Selon l’article 913-6 du code de procédure civile, les ordonnances du conseiller de la mise en état ont autorité de la chose jugée au principal relativement à la contestation qu’elles tranchent lorsqu’elles statuent sur la caducité de la déclaration d’appel.
Selon l’article 913-8 du code de procédure civile, les ordonnances du conseiller de la mise en état peuvent être déférées par requête à la cour dans les quinze jours de leur date lorsqu’elles ont pour effet de mettre fin à l’instance, lorsqu’elles constatent son extinction. Elles peuvent être déférées dans les mêmes conditions lorsqu’elles statuent sur la caducité de la déclaration d’appel.
La requête, remise au greffe de la chambre à laquelle l’affaire est distribuée, contient, outre les mentions prescrites par l’article 57 et à peine d’irrecevabilité, l’indication de la décision déférée ainsi qu’un exposé des moyens en fait et en droit.
Le délai de trois mois, imposé par l’article 908 du code de procédure civile à l’appelant pour remettre ses conclusions au greffe à peine de caducité de la déclaration d’appel, court à compter de l’acte d’appel, soit la date de remise au greffe lorsque la déclaration d’appel est établie par voie électronique, ou lorsque la déclaration d’appel est établie sur support papier et qu’elle est adressée au greffe par lettre recommandée avec demande d’avis de réception, du jour de l’expédition de cette lettre, et non à compter de la date d’enregistrement par le greffe de la déclaration d’appel.

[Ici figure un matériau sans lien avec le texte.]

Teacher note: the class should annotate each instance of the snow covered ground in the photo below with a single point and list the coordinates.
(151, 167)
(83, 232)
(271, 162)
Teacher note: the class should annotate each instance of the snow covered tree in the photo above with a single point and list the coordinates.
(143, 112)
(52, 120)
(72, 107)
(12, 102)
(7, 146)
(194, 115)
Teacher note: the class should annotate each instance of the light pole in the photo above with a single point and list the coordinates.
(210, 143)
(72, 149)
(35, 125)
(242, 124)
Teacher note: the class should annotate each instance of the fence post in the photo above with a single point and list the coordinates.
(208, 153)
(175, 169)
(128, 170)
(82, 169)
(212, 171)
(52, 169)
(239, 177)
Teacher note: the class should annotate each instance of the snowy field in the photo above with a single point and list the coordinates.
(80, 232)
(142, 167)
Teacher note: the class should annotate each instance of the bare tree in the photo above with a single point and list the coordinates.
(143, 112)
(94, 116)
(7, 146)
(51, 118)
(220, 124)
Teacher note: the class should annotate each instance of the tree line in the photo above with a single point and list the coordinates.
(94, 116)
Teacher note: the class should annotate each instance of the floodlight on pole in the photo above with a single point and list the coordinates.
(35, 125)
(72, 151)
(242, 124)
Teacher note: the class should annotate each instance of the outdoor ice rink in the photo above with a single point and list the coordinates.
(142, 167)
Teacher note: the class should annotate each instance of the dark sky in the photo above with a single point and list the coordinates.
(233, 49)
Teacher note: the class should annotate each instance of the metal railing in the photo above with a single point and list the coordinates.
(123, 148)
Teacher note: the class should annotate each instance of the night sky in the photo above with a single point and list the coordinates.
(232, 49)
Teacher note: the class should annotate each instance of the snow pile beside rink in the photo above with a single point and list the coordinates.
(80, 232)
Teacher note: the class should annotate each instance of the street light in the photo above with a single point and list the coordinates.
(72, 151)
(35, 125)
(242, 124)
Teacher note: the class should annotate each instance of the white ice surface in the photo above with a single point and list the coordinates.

La caducité est l’état d’un acte juridique valable mais privé d’effet en raison de la survenance d’un fait postérieurement à sa création. La caducité de la déclaration d’appel a pour effet d’éteindre l’instance d’appel. La partie dont la déclaration d’appel a été frappée de caducité n’est plus recevable à former un appel principal contre le même jugement et à l’égard de la même partie.
La caducité de la déclaration d’appel ne constitue pas une sanction disproportionnée au but poursuivi, qui est d’assurer la célérité et l’efficacité de la procédure d’appel, et n’est pas contraire aux exigences de l’article 6, § 1, de la Convention de sauvegarde des droits de l’homme et des libertés fondamentales. Les formalités et délais imposés par les articles 908 et 911 du code de procédure civile ne constituent pas une atteinte illégitime ou disproportionnée au droit d’accès au juge dans la mesure où l’appelant peut bénéficier de l’effet interruptif de la demande d’aide juridictionnelle s’il présente celle-ci antérieurement à sa déclaration d’appel ou faire état d’un cas de force majeure.
Il n’y a pas de condition de grief en matière de caducité de déclaration d’appel. La cour d’appel n’a pas à rechercher si l’irrégularité imputable à l’appelant a causé un grief à l’intimé dès lors que la caducité de la déclaration d’appel est encourue au titre, non pas d’un vice de forme, mais de l’absence notification et/ou de signification des conclusions d’appel dans les délais requis par le code de procédure civile.
En l’espèce, en application des dispositions de l’article 908 du code de procédure civile, la SAS POSYTEC, appelante, devait notifier ses conclusions d’appel, à la cour ainsi qu’à l’avocat de l’intimé, au plus tard le jeudi 26 juin 2025 à minuit, ce qu’elle n’a pas fait. Il n’est pas justifié d’un cas de force majeure concernant l’appelante ni d’une demande d’aide juridictionnelle présentée antérieurement à la déclaration d’appel.
La caducité de la déclaration d’appel sera donc constatée.
La SAS POSYTEC sera condamnée aux entiers dépens de la présente procédure d’appel.
PAR CES MOTIFS
Nous, Christophe RUIN, magistrat de la mise en état, assisté de Nadia BELAROUI, greffière,
— Prononçons la caducité de la déclaration d’appel formée le 26 mars 2025 par la SAS POSYTEC à l’encontre du jugement (RG 22/00489) rendu le12 mars 2025 par le conseil de prud’hommes de CLERMONT-FERRAND ;
— Constatons en conséquence l’extinction de l’instance d’appel (RG 25/00514) et le dessaisissement de la cour ;
— Condamnons la SAS POSYTEC aux entiers dépens de la procédure d’appel ;
— Rappelons que la présente ordonnance peut être déférée par requête à la cour dans les quinze jours.